Q&A with Dr. Neel Shah, Part 2: Ideas for covering the cost of health care
Last week, I posted the first part of my conversation with Dr. Neel Shah, founder and executive director of Costs of Care, a nonprofit that urges doctors to consider how their treatment decisions affect patients' pocketbooks and is developing tools to help them do so. He's also willing to provide journalists with names of doctors who are willing to be interviewed on their role in the health care cost debate (you can contact him via info [at] costsofcare [dot] org.)
Below, Shah shares his thoughts on current news coverage of health care costs and offers some story ideas. Our conversation has been edited for length and clarity.
Q: What do journalists get right in their coverage of health care costs, and what do they get wrong?
A: One thing I see really often is that there always has to be a bad guy. The insurance company is the easiest to blame. Then the health care provider, if large, is easy to blame, too.
It's hard. There's a lot of nuance. We've got a system where you've got a payer, a provider and a patient; all three are culpable in health care costs. Whenever there's a situation when a cost is outrageous, prompting (journalists) to write about it, often the root problem is three different parties with three different sets of information.

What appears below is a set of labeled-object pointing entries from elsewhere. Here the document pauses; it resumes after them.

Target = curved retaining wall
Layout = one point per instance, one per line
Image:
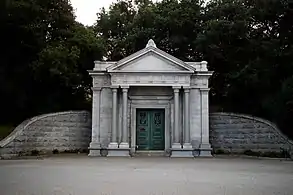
(72, 131)
(237, 133)
(62, 131)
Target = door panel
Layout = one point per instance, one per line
(150, 129)
(157, 130)
(142, 130)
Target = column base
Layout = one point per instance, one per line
(176, 146)
(187, 146)
(94, 149)
(205, 150)
(182, 153)
(113, 145)
(124, 145)
(119, 152)
(94, 153)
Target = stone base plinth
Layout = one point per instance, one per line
(205, 150)
(181, 153)
(123, 152)
(94, 149)
(95, 152)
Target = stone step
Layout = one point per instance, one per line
(150, 154)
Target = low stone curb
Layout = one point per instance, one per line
(250, 157)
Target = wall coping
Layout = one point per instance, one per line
(274, 127)
(20, 128)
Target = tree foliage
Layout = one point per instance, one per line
(247, 43)
(45, 58)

All three parties have totally different information about what's going on. The key to leveling the playing field will be transparency.
The second issue is that (journalists) are very good at putting faces on these issues - that's the power of journalism to effect change. But I don't think we're drilling down enough to the bedside conversations between doctors and patients. We don't talk about what's happening between the doctor and the patient at the bedside – that's a huge driver of what's going on, of the MRI that we didn't need to get in the first place.
Q: Who else is advocating that doctors consider the costs of the treatment they prescribe? Do you follow any particular bloggers or people on Twitter?
A: There's a family medicine doctor, Stephen Meyers, who is passionate about figuring out what doctors can do to help patients spend less money. He's writing high quality, thoughtful things. There's also the researcher Amitabh Chandra, based at the Kennedy School of Government at Harvard.
Q: What specific issues do you think journalists should be covering?
A: There are some recurring themes:
First, there's a lot of policy discussion about whether it makes sense to attach insurance to the employer. There are people who fell through the cracks, not because they weren't responsible but because they couldn't get insurance without employment. There's a safety net, Medicaid, for people who don't have (financial) resources. But the unemployment safety net and the Medicaid safety net are counteracting each other. This is where the system breaks down in terms of insurance being linked to employment.
Second: hidden out-of-network costs. A cardiovascular surgeon from Arizona was blown away by his patient's $10,000 bill because he had gotten preauthorization for his surgery. What ended up happening was that the anesthesiologist happened to be out of network.
Third: There's a disconnect between when the care happens and when the bill happens. Weeks later, the patient gets the bill.
Fourth: I would love to see more stories where a doctor orders a test for a patient that is unexpectedly expensive - we have found that this sometimes happens with diagnostic imaging tests such as breast MRI.
Q: What about financial incentives for doctors to order tests?
A: It's more nuanced than that. I'm skeptical that financial incentives are a macro problem in what's driving costs up. When you think about diagnostic imaging, it's not the radiologist who orders the test.
We're not targeting the boutique dermatologist but where lots of uncompensated care is occurring – the emergency room. ER docs are paid on salary; they don't have incentive to order more tests. Doctors are worried about getting sued, but there are nine or 10 other reasons why tests are prescribed for a patient who's insured and paying a 10 percent copayment - it's the MRI that's really hurting them with the bill.
There's a cultural issue where having doctors consider costs is almost taboo. We're not drilling down deeply enough to think about why doctors are ordering unnecessary tests.